The former recorder for Maricopa County, Stephen Richer, is again headlining a “Principles First” summit this weekend.
Principles First, the nonprofit behind the annual D.C.-based summit, proposes a medley of libertarian and progressive values as the true basis of conservatism.
In his panel, Richer will host a “keynote conversation” with former Congressman Adam Kinzinger on the last day of the conference. Kinzinger now works as a commentator for CNN.
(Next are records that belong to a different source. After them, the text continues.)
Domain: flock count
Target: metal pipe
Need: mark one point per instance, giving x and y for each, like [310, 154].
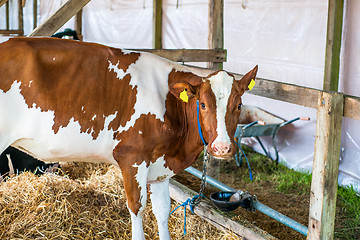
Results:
[255, 204]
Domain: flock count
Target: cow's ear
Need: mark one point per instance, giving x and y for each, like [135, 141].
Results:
[182, 91]
[247, 82]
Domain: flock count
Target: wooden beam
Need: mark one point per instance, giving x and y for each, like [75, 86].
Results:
[18, 32]
[333, 45]
[206, 210]
[352, 107]
[2, 2]
[59, 18]
[188, 55]
[325, 166]
[216, 29]
[78, 24]
[157, 24]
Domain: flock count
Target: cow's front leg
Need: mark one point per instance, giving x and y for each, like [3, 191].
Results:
[160, 199]
[135, 179]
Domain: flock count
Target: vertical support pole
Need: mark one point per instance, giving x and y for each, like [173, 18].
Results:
[333, 45]
[35, 14]
[157, 24]
[20, 18]
[325, 166]
[215, 41]
[216, 29]
[78, 24]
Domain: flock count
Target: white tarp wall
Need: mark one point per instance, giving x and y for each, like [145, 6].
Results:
[285, 38]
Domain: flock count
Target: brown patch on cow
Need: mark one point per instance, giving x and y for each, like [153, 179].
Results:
[70, 78]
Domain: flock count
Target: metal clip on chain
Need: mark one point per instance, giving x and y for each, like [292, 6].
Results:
[197, 200]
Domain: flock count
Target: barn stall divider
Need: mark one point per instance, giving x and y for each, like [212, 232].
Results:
[331, 106]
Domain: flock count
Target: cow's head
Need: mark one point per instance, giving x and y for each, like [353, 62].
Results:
[219, 96]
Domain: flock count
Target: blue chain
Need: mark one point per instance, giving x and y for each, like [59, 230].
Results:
[184, 204]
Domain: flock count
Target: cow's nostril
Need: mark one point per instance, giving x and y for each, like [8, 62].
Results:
[221, 148]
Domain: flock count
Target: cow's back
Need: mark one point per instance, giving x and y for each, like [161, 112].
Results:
[66, 99]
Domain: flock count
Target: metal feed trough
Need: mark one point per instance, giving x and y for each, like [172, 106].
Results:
[255, 122]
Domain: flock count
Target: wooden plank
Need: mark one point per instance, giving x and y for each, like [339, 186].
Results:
[216, 29]
[352, 107]
[157, 24]
[18, 32]
[325, 166]
[333, 45]
[2, 2]
[291, 93]
[207, 211]
[20, 18]
[34, 14]
[78, 24]
[188, 55]
[7, 16]
[59, 18]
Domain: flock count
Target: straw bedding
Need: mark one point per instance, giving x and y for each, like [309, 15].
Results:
[83, 201]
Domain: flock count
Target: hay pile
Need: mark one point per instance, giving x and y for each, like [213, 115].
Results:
[85, 201]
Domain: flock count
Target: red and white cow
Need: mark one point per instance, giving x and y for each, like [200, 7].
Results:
[62, 100]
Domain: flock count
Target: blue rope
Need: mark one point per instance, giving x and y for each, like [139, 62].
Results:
[251, 178]
[199, 126]
[184, 204]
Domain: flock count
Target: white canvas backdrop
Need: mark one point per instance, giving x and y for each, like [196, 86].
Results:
[285, 38]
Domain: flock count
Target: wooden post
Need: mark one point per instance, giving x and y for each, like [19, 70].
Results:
[59, 18]
[35, 14]
[157, 24]
[20, 18]
[326, 166]
[78, 24]
[216, 29]
[215, 41]
[333, 45]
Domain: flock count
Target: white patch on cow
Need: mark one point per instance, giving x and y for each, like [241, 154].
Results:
[119, 72]
[150, 75]
[158, 172]
[32, 131]
[160, 199]
[221, 85]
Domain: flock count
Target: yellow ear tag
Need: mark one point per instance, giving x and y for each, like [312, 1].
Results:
[184, 96]
[252, 84]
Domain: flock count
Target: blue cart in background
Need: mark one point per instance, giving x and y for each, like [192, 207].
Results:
[255, 122]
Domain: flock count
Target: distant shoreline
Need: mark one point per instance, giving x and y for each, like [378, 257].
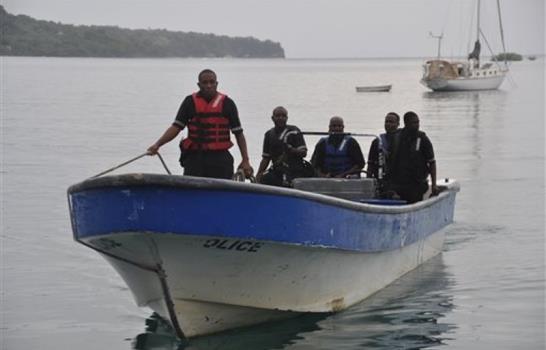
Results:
[25, 36]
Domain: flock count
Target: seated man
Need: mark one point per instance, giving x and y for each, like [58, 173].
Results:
[338, 155]
[285, 147]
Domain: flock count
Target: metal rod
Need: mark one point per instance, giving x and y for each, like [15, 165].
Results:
[337, 133]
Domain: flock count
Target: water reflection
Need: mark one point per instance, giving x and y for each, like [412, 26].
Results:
[407, 314]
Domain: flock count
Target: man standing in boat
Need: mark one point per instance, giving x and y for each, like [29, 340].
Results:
[415, 161]
[338, 155]
[209, 116]
[285, 147]
[384, 148]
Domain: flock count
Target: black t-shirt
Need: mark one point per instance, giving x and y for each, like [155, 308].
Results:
[392, 145]
[187, 111]
[275, 142]
[353, 152]
[415, 154]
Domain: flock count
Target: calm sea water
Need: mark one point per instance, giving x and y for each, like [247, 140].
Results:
[63, 120]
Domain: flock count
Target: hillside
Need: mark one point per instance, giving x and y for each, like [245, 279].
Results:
[25, 36]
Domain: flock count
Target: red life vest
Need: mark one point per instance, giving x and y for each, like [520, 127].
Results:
[208, 129]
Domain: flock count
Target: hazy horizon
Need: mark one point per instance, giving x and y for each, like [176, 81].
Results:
[315, 29]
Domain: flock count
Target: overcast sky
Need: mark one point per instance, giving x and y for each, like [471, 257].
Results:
[317, 28]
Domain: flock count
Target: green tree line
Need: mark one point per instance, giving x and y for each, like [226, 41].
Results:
[25, 36]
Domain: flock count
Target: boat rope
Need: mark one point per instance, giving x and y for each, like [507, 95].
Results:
[490, 50]
[502, 33]
[130, 161]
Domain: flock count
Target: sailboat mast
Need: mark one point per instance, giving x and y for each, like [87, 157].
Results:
[502, 33]
[478, 32]
[478, 23]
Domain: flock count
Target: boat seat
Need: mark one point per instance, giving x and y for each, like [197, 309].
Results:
[351, 189]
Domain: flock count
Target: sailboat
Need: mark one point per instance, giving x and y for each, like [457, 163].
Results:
[443, 75]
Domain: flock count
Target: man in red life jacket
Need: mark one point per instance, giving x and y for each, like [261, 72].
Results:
[209, 116]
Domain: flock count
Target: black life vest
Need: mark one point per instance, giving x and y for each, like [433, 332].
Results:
[337, 160]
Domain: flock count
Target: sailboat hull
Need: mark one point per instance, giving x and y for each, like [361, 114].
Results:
[464, 84]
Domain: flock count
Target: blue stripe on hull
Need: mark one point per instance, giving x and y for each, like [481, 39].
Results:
[248, 215]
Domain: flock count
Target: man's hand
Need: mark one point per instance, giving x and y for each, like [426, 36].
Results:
[152, 150]
[247, 168]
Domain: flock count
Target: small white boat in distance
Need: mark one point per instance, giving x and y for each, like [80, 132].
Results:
[376, 88]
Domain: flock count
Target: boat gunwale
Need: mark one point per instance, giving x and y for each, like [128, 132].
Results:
[200, 183]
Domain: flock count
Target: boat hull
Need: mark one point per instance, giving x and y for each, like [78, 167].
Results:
[266, 253]
[464, 84]
[378, 88]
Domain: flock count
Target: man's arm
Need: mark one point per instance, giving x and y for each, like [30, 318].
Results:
[433, 187]
[373, 160]
[169, 134]
[245, 162]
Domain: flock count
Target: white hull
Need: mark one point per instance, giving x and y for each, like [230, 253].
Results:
[214, 289]
[378, 88]
[464, 84]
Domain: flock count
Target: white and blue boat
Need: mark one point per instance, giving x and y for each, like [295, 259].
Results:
[210, 255]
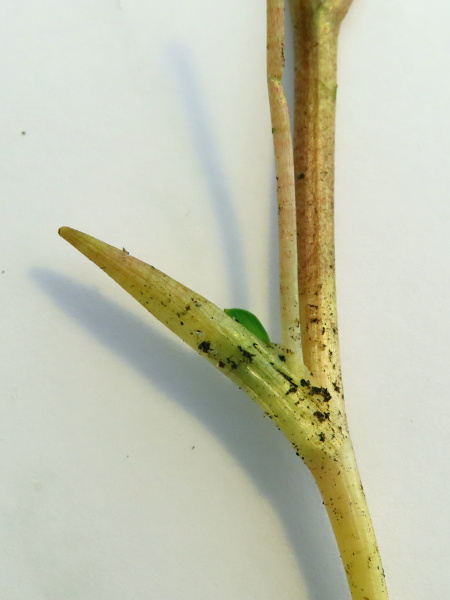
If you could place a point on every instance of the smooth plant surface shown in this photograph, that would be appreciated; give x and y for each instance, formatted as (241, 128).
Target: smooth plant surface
(129, 466)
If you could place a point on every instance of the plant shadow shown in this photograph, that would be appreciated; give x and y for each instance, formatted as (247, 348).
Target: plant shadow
(267, 459)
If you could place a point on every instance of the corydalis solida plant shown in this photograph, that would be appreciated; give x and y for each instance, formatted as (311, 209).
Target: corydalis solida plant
(298, 383)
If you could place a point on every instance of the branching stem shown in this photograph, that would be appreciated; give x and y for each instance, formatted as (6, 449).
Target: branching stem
(284, 164)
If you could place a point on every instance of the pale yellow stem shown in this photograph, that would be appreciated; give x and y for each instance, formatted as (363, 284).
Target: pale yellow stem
(284, 163)
(316, 26)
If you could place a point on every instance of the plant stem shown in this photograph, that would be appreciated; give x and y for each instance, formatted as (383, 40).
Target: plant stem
(316, 26)
(284, 163)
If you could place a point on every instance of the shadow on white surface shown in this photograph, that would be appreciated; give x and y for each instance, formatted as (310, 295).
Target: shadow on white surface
(279, 476)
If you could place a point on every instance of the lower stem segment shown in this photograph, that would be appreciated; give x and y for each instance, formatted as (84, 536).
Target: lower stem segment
(344, 499)
(316, 26)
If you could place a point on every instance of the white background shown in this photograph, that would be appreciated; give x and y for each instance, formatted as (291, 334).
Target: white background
(129, 468)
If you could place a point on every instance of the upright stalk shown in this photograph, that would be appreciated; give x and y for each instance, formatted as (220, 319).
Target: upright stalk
(284, 164)
(316, 26)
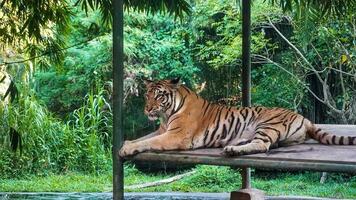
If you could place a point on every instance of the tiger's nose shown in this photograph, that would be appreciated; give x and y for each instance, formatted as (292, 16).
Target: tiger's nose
(147, 110)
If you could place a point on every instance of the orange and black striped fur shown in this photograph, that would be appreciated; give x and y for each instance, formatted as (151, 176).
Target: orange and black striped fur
(190, 122)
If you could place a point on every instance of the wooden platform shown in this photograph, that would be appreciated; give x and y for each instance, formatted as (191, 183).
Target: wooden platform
(309, 156)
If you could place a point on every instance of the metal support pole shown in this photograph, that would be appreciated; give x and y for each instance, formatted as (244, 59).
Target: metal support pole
(246, 73)
(118, 74)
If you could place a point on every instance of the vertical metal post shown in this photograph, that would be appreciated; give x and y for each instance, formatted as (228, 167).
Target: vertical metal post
(246, 73)
(118, 74)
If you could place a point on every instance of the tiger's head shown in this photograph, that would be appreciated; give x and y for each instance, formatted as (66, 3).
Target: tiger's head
(159, 97)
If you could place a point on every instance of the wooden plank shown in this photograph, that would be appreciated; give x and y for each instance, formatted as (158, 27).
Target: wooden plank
(342, 130)
(316, 157)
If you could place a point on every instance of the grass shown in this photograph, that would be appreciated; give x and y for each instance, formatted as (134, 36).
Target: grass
(206, 179)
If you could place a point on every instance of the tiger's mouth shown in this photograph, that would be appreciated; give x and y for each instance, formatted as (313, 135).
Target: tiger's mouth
(153, 116)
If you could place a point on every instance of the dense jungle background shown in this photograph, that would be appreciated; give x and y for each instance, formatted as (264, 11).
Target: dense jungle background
(56, 117)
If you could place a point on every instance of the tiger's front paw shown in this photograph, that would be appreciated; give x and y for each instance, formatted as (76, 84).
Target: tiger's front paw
(128, 149)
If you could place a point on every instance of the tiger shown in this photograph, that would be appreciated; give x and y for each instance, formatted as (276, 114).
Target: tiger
(188, 122)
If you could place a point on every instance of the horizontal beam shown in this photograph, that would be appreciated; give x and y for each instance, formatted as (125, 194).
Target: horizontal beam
(248, 162)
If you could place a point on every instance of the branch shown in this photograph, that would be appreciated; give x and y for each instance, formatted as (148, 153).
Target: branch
(290, 73)
(295, 49)
(325, 92)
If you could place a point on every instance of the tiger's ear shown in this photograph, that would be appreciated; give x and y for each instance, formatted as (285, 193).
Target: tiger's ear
(175, 82)
(147, 82)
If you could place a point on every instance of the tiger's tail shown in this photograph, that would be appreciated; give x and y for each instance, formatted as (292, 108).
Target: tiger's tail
(328, 138)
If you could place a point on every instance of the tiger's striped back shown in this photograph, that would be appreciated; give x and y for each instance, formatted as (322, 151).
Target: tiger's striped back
(199, 123)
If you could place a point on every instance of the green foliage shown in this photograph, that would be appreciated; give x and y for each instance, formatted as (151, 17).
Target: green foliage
(50, 145)
(287, 92)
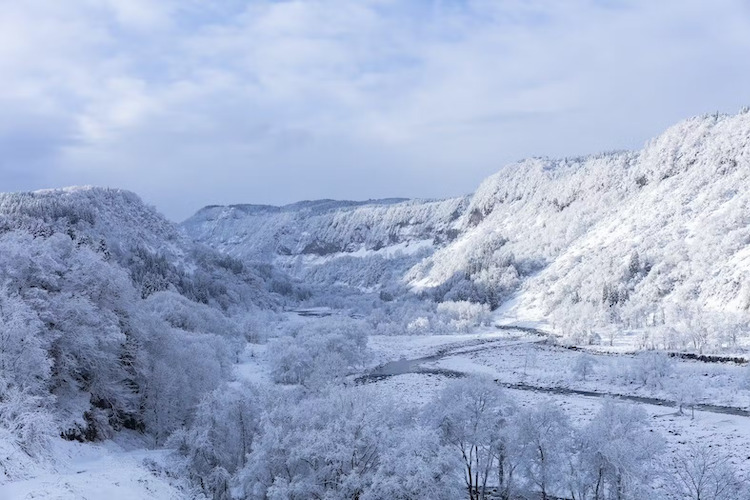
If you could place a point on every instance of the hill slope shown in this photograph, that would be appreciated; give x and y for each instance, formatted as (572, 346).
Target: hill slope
(617, 238)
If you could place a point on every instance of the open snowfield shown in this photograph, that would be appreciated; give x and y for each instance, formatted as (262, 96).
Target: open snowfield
(101, 471)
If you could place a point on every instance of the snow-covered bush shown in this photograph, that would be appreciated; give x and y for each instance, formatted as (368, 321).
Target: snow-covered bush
(317, 353)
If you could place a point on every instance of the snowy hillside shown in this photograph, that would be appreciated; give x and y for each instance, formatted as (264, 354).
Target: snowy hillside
(622, 238)
(362, 244)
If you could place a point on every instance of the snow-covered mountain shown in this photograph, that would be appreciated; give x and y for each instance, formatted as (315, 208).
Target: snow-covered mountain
(619, 237)
(116, 223)
(363, 244)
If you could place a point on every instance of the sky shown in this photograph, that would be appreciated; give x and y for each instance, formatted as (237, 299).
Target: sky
(195, 102)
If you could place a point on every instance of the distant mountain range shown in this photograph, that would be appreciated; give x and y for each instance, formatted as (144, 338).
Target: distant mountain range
(630, 238)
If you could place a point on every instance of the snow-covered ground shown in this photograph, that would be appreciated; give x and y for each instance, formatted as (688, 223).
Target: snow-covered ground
(122, 470)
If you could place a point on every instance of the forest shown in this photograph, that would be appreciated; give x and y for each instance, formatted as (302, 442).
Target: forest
(575, 329)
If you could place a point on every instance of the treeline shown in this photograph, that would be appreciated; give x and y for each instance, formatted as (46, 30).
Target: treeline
(473, 440)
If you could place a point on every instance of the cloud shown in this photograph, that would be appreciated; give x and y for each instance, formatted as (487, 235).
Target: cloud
(195, 102)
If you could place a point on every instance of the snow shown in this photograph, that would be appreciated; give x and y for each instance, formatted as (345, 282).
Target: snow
(98, 471)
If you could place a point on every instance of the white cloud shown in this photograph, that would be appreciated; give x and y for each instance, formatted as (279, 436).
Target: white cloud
(194, 102)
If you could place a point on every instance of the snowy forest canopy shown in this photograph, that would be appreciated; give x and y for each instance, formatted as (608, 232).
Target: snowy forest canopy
(243, 338)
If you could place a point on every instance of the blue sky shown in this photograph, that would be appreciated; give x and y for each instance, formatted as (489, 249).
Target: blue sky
(191, 102)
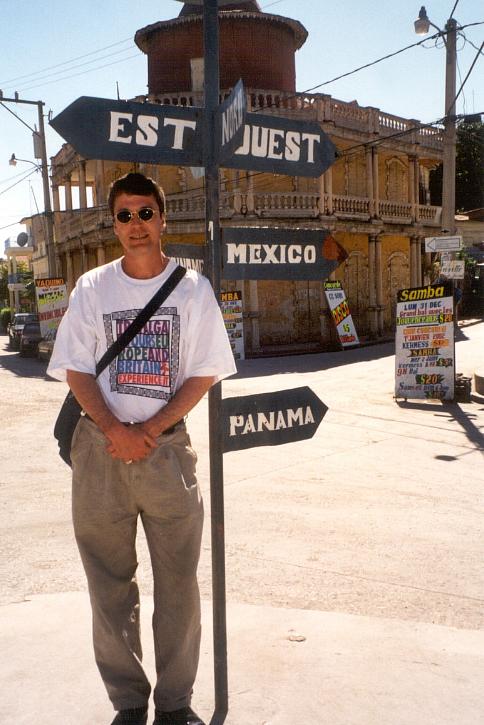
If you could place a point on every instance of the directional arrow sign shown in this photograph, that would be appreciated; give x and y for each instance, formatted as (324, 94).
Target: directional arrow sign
(283, 146)
(231, 121)
(191, 256)
(443, 244)
(100, 128)
(271, 419)
(268, 253)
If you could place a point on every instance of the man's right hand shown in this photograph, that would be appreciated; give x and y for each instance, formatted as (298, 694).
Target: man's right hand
(129, 442)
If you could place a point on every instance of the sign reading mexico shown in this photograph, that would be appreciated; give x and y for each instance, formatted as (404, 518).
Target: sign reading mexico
(52, 301)
(424, 343)
(270, 253)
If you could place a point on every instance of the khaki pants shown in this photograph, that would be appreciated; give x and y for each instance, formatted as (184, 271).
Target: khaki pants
(107, 498)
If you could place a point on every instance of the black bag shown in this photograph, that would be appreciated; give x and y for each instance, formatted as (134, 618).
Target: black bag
(65, 425)
(70, 411)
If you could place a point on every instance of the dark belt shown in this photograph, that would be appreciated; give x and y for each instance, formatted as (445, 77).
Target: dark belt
(168, 431)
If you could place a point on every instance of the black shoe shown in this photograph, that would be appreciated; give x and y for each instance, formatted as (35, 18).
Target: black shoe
(133, 716)
(185, 716)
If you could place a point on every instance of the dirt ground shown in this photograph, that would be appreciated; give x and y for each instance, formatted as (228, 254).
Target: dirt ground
(379, 514)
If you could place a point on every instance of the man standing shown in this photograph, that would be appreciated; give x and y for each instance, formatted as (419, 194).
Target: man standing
(131, 455)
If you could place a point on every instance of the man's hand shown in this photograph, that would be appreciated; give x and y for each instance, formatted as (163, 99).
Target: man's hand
(129, 442)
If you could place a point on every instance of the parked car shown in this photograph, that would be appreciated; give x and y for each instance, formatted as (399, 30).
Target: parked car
(29, 338)
(14, 329)
(45, 347)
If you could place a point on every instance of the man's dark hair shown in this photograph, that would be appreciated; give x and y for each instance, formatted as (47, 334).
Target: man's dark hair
(138, 184)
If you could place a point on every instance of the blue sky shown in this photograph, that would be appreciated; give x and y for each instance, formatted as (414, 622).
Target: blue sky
(40, 42)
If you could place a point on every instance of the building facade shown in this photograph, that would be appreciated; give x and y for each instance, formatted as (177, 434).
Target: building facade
(374, 200)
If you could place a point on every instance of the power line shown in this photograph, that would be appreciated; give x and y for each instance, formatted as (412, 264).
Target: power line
(28, 173)
(80, 65)
(75, 75)
(66, 62)
(479, 51)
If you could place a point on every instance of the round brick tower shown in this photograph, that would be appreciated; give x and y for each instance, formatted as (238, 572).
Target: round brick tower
(255, 46)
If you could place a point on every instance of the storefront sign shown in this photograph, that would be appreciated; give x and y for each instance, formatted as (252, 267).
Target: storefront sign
(52, 300)
(340, 312)
(231, 306)
(424, 343)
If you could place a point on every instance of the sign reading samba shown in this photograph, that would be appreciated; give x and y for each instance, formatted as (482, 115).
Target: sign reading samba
(424, 343)
(271, 419)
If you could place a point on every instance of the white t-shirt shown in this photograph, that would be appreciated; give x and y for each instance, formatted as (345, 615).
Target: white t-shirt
(185, 338)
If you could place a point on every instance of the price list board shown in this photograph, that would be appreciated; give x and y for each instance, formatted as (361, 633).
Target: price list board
(424, 343)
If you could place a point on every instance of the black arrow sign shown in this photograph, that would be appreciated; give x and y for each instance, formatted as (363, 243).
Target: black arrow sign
(100, 128)
(231, 120)
(283, 146)
(271, 419)
(270, 253)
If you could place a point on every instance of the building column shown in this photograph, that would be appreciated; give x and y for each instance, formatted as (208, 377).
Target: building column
(82, 184)
(372, 285)
(68, 193)
(254, 314)
(328, 189)
(416, 182)
(379, 283)
(370, 192)
(99, 183)
(412, 192)
(376, 181)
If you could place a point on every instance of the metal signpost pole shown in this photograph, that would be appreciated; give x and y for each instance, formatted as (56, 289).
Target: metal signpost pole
(211, 141)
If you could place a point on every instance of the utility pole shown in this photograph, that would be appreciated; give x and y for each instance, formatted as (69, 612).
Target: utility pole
(450, 131)
(51, 258)
(449, 36)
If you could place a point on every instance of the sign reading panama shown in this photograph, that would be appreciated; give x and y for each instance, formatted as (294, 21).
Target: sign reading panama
(271, 419)
(274, 253)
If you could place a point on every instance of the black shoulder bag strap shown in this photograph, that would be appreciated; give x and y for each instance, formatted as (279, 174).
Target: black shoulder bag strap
(141, 319)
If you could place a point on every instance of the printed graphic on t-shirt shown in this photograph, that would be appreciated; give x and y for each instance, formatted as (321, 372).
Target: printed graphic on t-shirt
(148, 366)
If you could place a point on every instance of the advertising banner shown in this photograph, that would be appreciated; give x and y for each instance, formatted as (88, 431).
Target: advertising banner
(424, 343)
(231, 306)
(52, 302)
(340, 311)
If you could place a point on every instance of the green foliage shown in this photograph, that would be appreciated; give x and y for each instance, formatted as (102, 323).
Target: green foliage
(469, 163)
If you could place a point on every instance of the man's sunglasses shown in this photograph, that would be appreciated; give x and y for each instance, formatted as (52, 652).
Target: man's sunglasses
(145, 214)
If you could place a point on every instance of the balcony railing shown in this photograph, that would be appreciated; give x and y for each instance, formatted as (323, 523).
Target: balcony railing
(246, 205)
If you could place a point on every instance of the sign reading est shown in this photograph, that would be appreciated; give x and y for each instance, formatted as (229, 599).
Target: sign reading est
(99, 128)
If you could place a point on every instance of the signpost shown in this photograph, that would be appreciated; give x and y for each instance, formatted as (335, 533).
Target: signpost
(212, 136)
(443, 244)
(424, 343)
(271, 419)
(231, 119)
(100, 128)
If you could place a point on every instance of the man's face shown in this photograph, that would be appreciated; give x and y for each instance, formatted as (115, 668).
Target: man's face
(138, 238)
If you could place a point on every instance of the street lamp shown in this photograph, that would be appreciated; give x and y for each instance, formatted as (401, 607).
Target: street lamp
(449, 36)
(13, 162)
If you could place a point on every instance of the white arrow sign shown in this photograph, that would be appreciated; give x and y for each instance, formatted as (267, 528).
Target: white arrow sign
(443, 244)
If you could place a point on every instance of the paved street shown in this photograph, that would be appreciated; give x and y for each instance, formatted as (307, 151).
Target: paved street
(355, 582)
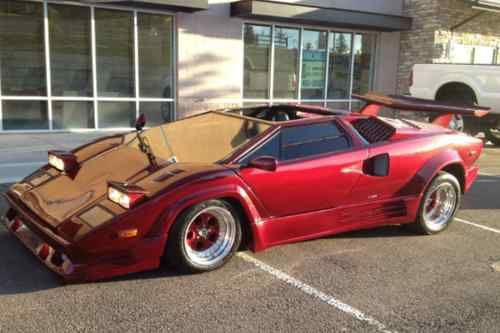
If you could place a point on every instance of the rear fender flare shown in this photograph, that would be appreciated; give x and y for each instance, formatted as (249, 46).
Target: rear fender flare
(433, 166)
(232, 191)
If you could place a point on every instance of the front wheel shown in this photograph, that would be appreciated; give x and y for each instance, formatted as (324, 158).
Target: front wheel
(204, 237)
(439, 205)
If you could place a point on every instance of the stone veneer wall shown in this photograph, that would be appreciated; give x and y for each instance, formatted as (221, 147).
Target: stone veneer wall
(430, 36)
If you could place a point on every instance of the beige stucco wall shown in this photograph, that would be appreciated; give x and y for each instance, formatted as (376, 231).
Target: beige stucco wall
(210, 54)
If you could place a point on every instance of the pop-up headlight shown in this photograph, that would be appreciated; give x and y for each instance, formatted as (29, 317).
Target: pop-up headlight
(125, 195)
(63, 161)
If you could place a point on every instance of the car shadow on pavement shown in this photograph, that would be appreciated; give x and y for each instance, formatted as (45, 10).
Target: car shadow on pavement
(483, 194)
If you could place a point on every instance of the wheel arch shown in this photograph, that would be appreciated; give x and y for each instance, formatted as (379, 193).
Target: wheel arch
(236, 197)
(453, 86)
(458, 171)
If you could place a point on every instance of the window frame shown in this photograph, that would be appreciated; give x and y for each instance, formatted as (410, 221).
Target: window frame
(49, 98)
(325, 101)
(279, 132)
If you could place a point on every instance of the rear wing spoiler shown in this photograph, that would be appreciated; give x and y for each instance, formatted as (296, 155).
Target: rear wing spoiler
(376, 102)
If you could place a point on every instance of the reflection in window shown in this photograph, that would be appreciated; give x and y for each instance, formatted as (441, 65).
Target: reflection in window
(155, 55)
(257, 55)
(116, 114)
(70, 59)
(22, 57)
(286, 63)
(69, 114)
(115, 53)
(313, 64)
(25, 115)
(362, 76)
(157, 113)
(339, 75)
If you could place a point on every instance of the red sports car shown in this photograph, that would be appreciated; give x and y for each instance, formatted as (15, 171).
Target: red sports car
(193, 191)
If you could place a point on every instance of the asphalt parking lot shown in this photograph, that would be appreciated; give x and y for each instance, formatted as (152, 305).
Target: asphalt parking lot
(378, 280)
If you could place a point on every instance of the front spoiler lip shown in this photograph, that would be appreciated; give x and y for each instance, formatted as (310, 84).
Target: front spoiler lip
(26, 234)
(35, 224)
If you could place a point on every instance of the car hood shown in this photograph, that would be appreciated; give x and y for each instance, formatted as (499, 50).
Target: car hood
(61, 197)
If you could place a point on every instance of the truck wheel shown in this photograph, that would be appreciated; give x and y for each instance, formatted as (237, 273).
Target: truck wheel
(204, 237)
(493, 135)
(459, 123)
(439, 205)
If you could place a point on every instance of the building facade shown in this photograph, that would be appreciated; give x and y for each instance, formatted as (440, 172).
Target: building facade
(449, 31)
(97, 64)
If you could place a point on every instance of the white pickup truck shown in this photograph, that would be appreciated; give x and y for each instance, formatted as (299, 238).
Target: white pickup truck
(462, 85)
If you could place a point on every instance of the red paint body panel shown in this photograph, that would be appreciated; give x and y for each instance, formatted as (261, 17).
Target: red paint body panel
(302, 199)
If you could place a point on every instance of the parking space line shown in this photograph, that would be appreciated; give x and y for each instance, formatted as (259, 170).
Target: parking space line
(478, 225)
(311, 291)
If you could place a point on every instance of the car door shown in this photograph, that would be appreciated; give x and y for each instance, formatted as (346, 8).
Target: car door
(316, 170)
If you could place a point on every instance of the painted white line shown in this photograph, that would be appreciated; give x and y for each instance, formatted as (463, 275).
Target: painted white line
(487, 174)
(21, 164)
(478, 225)
(311, 291)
Richer also participated in panels during last year’s Principles First summit, themed around defending elections. Richer’s panel focused on improving voter sentiments concerning election integrity.
“We can’t cede the territory [in politics]. We can’t just have it be people who don’t believe in democracy and Democrats, because that’s not a healthy system,” said Richer.
Principles First advocated for the election of Democratic candidate Kamala Harris in the 2024 presidential race.
Like others frequently involved with Principles First, Richer voted for Harris last year.
Principles First launched in 2019 as an alternative to the Conservative Political Action Conference (CPAC), founded by corporate lawyer Heath Mayo. Mayo voted for former President Joe Biden in 2020 and independent candidate Evan McMullin in 2016. Mayo planned on voting for Biden again prior to the former president dropping out of the race last year.
“Donald Trump represents an existential threat not just to the Republican Party, but to the constitutional principles that shape our country,” said Mayo in a Washington Examiner interview last June. “So, I personally would be voting for Biden.”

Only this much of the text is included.